Defraggler ubyło 41 gb

Witam

Tak jak w temacie zainstalowałem sobie dzisiaj pierwszy raz defragglera
Odpalilem analize systemowego dysku C: wyskoczyło 3% do zdefragmentowania
Wiec włączyłem defragmentacje trwała chyba z godzine czasu i jakie moje zaskoczenie bylo na sam koniec… na dysku mialem 93 GB wolnego miejsca a teraz mam 52 GB
Dopisze na koniec ze nie przerywalem nie pauzowalem defragmentacji wszystko caly czas bylo bez pauzy i anulowania…
Co sie stalo z 41 GB ? Moze ktos bedzie pomocny z was ?
Moj system Windows 7 64 bit sprawdzilem czy nie utworzyly sie czasami kopie zapasowe ale nic takiego nie ma
W samym programie pokazuje mi cos takiego : http://s2.ifotos.pl/img/png_apnpsen.png

Sprawdź dysk w poszukiwaniu bad sectorów i podaj S.M.A.R.T.

 

Na początku, otwórz też linię poleceń jako administrator i podaj wynik   vssadmin list shadowstorage

Mam nadzieje ze o to chodzilo ?
Robilem analize w poszukiwaniu Bad sectorow ale nic nie znalazlo

 

1.png

Bez tytułu.png

A nie masz przypadkiem Visty?..bo na tym systemie jest znany błąd wskazania pojemności dysku pokazywanej przez Defraglera. Inna sprawa, że możesz mieć włączoną w systemie opcje automatycznego tworzenia kopii systemu/punktu przywracania i to może powodować zmniejszanie wolnego miejsca. Pomyśl nad innym programem, jeśli chcesz miec osobny defragmentator - proponuję program portable, więc nie wymaga instalacji tylko rozpakowania archiwum od osobnego folderu - WinContig.

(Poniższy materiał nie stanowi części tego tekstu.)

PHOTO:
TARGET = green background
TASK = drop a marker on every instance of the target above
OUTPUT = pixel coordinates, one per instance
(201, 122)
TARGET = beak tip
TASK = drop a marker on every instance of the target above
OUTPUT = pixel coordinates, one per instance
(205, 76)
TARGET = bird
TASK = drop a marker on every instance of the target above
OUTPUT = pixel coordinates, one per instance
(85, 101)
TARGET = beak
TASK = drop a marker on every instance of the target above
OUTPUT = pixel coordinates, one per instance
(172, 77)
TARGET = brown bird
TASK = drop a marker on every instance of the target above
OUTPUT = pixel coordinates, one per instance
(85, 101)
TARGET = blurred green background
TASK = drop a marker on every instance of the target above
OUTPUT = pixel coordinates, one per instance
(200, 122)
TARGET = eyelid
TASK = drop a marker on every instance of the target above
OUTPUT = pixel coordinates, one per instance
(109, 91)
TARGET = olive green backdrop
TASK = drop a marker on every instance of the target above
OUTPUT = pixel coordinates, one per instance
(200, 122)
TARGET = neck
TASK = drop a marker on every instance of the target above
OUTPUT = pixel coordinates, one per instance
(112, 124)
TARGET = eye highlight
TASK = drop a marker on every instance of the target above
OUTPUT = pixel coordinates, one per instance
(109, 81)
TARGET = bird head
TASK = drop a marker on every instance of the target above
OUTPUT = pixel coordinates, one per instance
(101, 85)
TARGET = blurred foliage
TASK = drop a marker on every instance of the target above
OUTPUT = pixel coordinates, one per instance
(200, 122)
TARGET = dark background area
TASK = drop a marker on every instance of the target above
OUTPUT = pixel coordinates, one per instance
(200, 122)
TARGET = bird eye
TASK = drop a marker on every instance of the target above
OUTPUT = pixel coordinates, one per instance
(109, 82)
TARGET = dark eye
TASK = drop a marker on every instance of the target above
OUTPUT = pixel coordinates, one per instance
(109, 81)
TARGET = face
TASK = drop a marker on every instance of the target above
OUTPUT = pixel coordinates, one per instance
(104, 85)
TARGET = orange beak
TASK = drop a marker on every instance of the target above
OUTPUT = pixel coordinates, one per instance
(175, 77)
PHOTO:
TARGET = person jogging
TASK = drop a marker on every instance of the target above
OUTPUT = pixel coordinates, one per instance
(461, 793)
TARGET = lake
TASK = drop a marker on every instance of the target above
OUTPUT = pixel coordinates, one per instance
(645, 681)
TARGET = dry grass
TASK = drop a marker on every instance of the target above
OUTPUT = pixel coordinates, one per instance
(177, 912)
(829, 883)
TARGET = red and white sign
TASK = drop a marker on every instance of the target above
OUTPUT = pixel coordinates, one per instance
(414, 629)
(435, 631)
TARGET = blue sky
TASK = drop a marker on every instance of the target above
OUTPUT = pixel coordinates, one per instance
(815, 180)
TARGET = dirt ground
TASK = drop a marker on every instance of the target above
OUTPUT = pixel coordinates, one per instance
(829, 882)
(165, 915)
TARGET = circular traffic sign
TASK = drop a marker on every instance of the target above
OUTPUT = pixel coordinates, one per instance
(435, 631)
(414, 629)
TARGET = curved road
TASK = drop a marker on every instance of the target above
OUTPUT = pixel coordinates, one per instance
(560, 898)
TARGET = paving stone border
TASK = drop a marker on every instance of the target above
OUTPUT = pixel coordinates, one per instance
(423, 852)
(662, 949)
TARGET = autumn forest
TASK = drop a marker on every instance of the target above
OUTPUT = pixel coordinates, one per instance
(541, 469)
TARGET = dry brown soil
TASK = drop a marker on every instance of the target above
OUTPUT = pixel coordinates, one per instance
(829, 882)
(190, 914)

Program jest po polsku i robi to, co ma robić czyli defragmentuje pliki…tu masz strone programu

http://wincontig.mdtzone.it/en/index.htm

Dysk się sypie…kopia zapasowa i wymiana…bo później będzie płacz i zgrzytanie zębami. (SMART nie pozostawia złudzeń).

Pozdrawiam

Nie będę stawiać wyroków, bo już postawiono.

 

Na drugą kopię przydzielone masz ~44GB i maksymalnie ~98GB.

 

Usuń punkty przywracania,

w cmd: vssadmin Resize ShadowStorage /For=C: /On=C: /MaxSize=[jak dużo chcesz przypisać]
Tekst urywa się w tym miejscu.